For those of you who don't know, I used to ride horses for many years. I started when I was very young, and stopped around the time I went off to college. During that time, I owned two horses (consecutively, not concurrently). I didn't bond at all with the first horse, but the second horse, Razz, and I really hit it off.
A little over a year into the time I owned her, she developed very bad arthritis in one of her back legs. I was still able to ride her a bit, very lightly, but she was in constant pain, and lived on a steady diet of painkillers. After about another year and a half of this, my 15-year-old self had to come to the hard decision to have her put down. My parents tried to take as many of the arrangements as possible out of my hands, as the situation was heartbreaking enough. Still, euthanizing a horse isn't like putting down a dog. You can't just dig a hole with a shovel; you have to rent a back-hoe and someone to operate it. And although my father is a vet, he hadn't worked with large animals in decades, so he couldn't be the one to do the deed.
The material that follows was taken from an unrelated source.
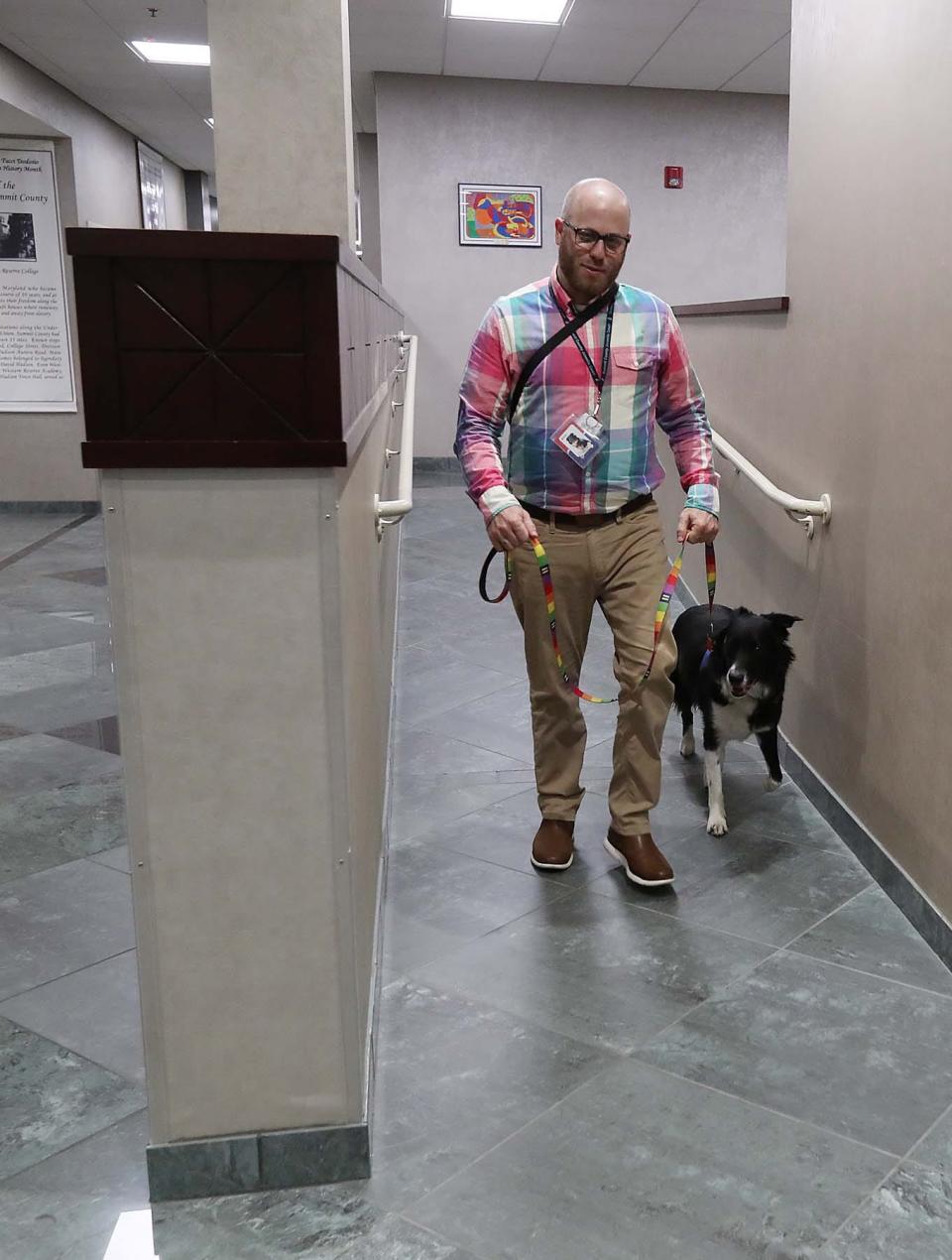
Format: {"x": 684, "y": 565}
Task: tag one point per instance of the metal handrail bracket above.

About a week before this was set to happen, the people I had bought her from in the first place offered to take her back and keep her as a pet. This is essentially what I'd been doing, at this point, but at great monthly expense. She wasn't suffering enough yet that the euthanasia was entirely necessary yet, but when you're 15, paying to keep a horse is the financial equivalent of renting a downtown apartment. In some ways, I was just making the decision in order to unburden myself.
On the same day she was supposed to be put down, the former owner came to pick her up and trailer her back off to their place. I wasn't around for that bit, but I did go earlier in the day to say goodbye. I'd been so used to steeling myself against all of this that, by then, I really wasn't feeling anything anymore.
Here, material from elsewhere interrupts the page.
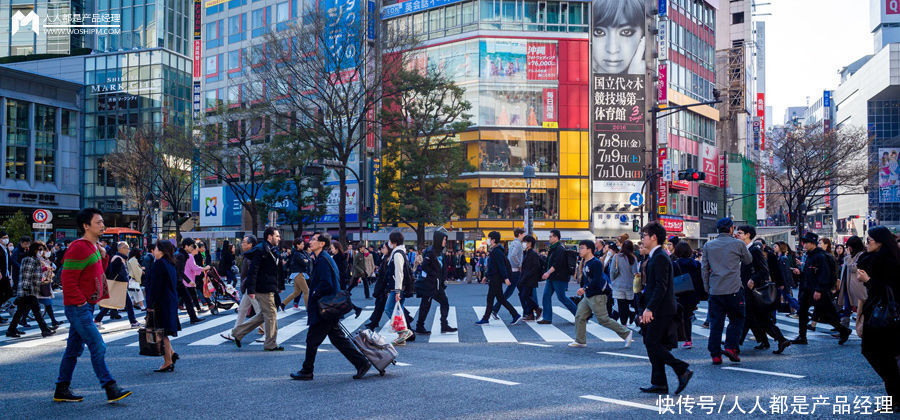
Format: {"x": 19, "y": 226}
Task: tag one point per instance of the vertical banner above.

I never saw my horse again after that. I was told I was welcome to come visit her sometime. I wasn't ready to do that until about a year later. When I asked about seeing her, I found out she'd been put to sleep about two months earlier. She'd gotten to the point where she had lain down and couldn't get up anymore. I was completely devastated.
I can look back on all of this and analyze it to death, see all the different reasons I had to feel guilty. But I think it's obvious enough for you to draw your own conclusions.
Since all of this happened, now more than ten years ago, I've had recurring dreams where I learn that she's been around all this time after all, but I've left her alone, and she's been terribly neglected. Something always happens that stops me from making the situation right somehow. And I realize I can never get back the time I could have had with her.
In other dreams, with other horses, I get set to go riding, but something always stops me. Sometimes I just wake up too soon, but other times it's more complicated. Occasionally I do get to go riding, but those dreams are very rare, and it's never with my old horse.
On CSI Miami last week, Delco kept seeing Speedle everywhere, and found out someone was using his credit card. It had him hoping he wasn't really dead, but in the end, it was one of his coworkers committing fraud. I hate that show, but my dream last night made me think of that episode. In the dream, I was told my horse was still alive, but by now very old. I was taken to where they were keeping her. She had gone very grey, and was lying down on the floor in her stall, very sick. After much personal distress, I was finally told that this wasn't really her, that she really was dead. They had just told me she was still alive to make me feel better.
I wonder if that's the end of these awful dreams. I think this is the first time in them it's been acknowledged that she's dead. I suppose I'll have to see what happens.